The misfit Pembina River 1 occupies the floor of a glacial spillway that carried water from glacial Lake Hind, to the west, into glacial Lake Agassiz. Here the spillway has an asymmetrical cross-profile because the channel slid off to the southwest cutting a steep bank 2 and leaving behind a gentle slope on the northeast 3. Several small lakes 4 exist on the south wall of the spillway in low-lying land between slumped blocks.
Almost all the southwest side is covered by riverine gallery forest 5, including in this area cottonwood (Populus deltoides), Manitoba maple (Acer negundo), green ash (Fraxinus pennsylvanica), willow (Salix spp), and basswood (Tilia americana).
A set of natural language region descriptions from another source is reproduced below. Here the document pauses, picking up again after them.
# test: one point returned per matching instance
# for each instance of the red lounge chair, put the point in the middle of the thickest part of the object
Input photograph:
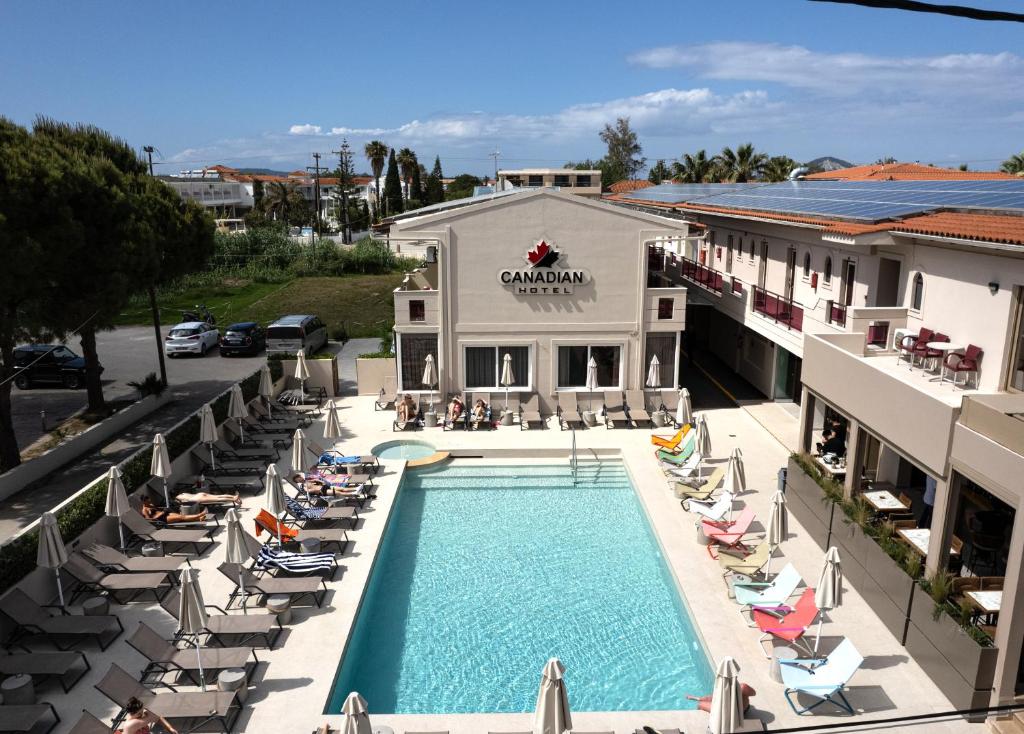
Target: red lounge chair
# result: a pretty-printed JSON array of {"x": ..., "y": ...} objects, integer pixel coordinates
[
  {"x": 729, "y": 536},
  {"x": 787, "y": 623}
]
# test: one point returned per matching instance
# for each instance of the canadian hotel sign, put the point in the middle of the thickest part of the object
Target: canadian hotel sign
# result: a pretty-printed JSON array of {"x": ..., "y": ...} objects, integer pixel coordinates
[{"x": 545, "y": 274}]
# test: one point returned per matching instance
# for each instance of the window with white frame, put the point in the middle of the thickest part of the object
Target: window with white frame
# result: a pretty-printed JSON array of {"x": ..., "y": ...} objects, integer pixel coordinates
[
  {"x": 572, "y": 361},
  {"x": 482, "y": 366}
]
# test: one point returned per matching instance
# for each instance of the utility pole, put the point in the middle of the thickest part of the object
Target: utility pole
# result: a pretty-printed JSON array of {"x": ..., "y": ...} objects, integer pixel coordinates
[
  {"x": 343, "y": 181},
  {"x": 153, "y": 300}
]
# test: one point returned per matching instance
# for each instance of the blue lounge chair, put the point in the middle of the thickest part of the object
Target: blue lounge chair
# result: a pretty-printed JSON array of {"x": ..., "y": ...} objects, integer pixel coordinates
[{"x": 821, "y": 678}]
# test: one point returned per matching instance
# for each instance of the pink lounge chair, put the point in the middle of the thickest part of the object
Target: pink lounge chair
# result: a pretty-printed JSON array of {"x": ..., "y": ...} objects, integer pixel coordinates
[
  {"x": 787, "y": 623},
  {"x": 728, "y": 535}
]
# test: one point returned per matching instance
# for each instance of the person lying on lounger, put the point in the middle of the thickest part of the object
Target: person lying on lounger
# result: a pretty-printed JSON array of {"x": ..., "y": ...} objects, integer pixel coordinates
[{"x": 162, "y": 514}]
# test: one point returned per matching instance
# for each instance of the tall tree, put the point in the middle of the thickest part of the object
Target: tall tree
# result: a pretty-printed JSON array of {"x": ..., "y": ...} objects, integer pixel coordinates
[
  {"x": 376, "y": 153},
  {"x": 392, "y": 187},
  {"x": 434, "y": 192},
  {"x": 624, "y": 148}
]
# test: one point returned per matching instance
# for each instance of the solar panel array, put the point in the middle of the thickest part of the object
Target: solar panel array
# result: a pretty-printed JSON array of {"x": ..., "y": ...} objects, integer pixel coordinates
[{"x": 862, "y": 201}]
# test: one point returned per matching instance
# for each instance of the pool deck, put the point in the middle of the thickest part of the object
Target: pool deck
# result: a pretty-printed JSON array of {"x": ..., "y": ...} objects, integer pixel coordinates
[{"x": 294, "y": 681}]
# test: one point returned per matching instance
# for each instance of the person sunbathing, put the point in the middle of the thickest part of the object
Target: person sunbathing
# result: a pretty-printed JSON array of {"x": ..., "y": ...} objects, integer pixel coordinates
[{"x": 163, "y": 514}]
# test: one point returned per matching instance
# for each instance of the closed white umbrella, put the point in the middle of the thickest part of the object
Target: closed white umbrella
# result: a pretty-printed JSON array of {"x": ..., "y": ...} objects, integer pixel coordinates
[
  {"x": 160, "y": 465},
  {"x": 301, "y": 372},
  {"x": 192, "y": 614},
  {"x": 117, "y": 500},
  {"x": 684, "y": 414},
  {"x": 726, "y": 699},
  {"x": 778, "y": 525},
  {"x": 274, "y": 497},
  {"x": 356, "y": 716},
  {"x": 208, "y": 431},
  {"x": 507, "y": 377},
  {"x": 237, "y": 408},
  {"x": 654, "y": 373},
  {"x": 592, "y": 380},
  {"x": 51, "y": 553},
  {"x": 430, "y": 378},
  {"x": 828, "y": 594},
  {"x": 237, "y": 550},
  {"x": 553, "y": 716}
]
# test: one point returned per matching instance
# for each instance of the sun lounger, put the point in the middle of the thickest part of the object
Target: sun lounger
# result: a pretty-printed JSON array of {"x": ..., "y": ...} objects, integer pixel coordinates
[
  {"x": 636, "y": 407},
  {"x": 786, "y": 623},
  {"x": 768, "y": 594},
  {"x": 568, "y": 411},
  {"x": 299, "y": 588},
  {"x": 112, "y": 559},
  {"x": 823, "y": 679},
  {"x": 164, "y": 657},
  {"x": 130, "y": 587},
  {"x": 223, "y": 627},
  {"x": 728, "y": 535},
  {"x": 144, "y": 530},
  {"x": 66, "y": 667},
  {"x": 28, "y": 718},
  {"x": 198, "y": 709}
]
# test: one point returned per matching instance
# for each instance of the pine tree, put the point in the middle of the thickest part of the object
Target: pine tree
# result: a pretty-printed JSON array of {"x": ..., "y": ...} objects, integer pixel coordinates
[
  {"x": 435, "y": 186},
  {"x": 392, "y": 187}
]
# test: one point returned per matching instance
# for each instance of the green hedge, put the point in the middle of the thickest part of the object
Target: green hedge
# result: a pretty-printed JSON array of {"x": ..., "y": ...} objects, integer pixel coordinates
[{"x": 17, "y": 558}]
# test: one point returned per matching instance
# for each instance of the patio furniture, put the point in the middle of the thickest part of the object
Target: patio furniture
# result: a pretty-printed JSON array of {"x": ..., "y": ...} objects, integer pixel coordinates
[{"x": 823, "y": 679}]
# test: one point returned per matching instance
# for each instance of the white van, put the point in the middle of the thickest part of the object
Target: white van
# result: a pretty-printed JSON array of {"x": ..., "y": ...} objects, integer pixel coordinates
[{"x": 290, "y": 334}]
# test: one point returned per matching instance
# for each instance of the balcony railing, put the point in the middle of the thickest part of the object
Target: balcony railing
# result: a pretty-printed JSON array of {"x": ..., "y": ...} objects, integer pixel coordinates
[{"x": 780, "y": 309}]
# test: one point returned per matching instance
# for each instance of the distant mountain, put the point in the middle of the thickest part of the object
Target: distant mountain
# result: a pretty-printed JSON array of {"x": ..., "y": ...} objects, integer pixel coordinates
[{"x": 827, "y": 163}]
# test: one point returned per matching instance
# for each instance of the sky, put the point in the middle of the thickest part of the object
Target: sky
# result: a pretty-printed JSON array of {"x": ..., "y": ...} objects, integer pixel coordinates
[{"x": 262, "y": 84}]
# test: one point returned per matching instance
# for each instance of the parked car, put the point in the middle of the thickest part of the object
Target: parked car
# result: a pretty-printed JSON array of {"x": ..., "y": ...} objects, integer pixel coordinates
[
  {"x": 48, "y": 364},
  {"x": 243, "y": 338},
  {"x": 290, "y": 334},
  {"x": 190, "y": 338}
]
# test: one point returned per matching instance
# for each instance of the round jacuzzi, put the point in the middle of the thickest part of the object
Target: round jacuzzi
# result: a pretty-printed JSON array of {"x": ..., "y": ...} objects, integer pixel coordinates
[{"x": 402, "y": 449}]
Elms (Ulmus americana) that used to exist here are dying because of Dutch elm disease. Similar forest exists on the northeast wall 6, but here on southwest-facing slopes the microclimate is drier leading to patches of grassland 7. Forest also exists along the course of the Pembina River 8.
As in previous figures the main criterion for identifying forest is its dark tone, but in this case the scale is large enough that, using a magnifying lens with the original photo, the rounded crowns of the deciduous trees can be identified; they produce a mottled texture 9.
The Pembina River with numerous cutoffs 10 meanders southeastward through the area. Some land has been cleared for agriculture along the valley floor 11 and on flatland south of the valley 12. Clusters of farm buildings 13 can be seen in both locations. Only one road 14 crosses the Pembina, but numerous forest trails 15 exist on both sides of this valley.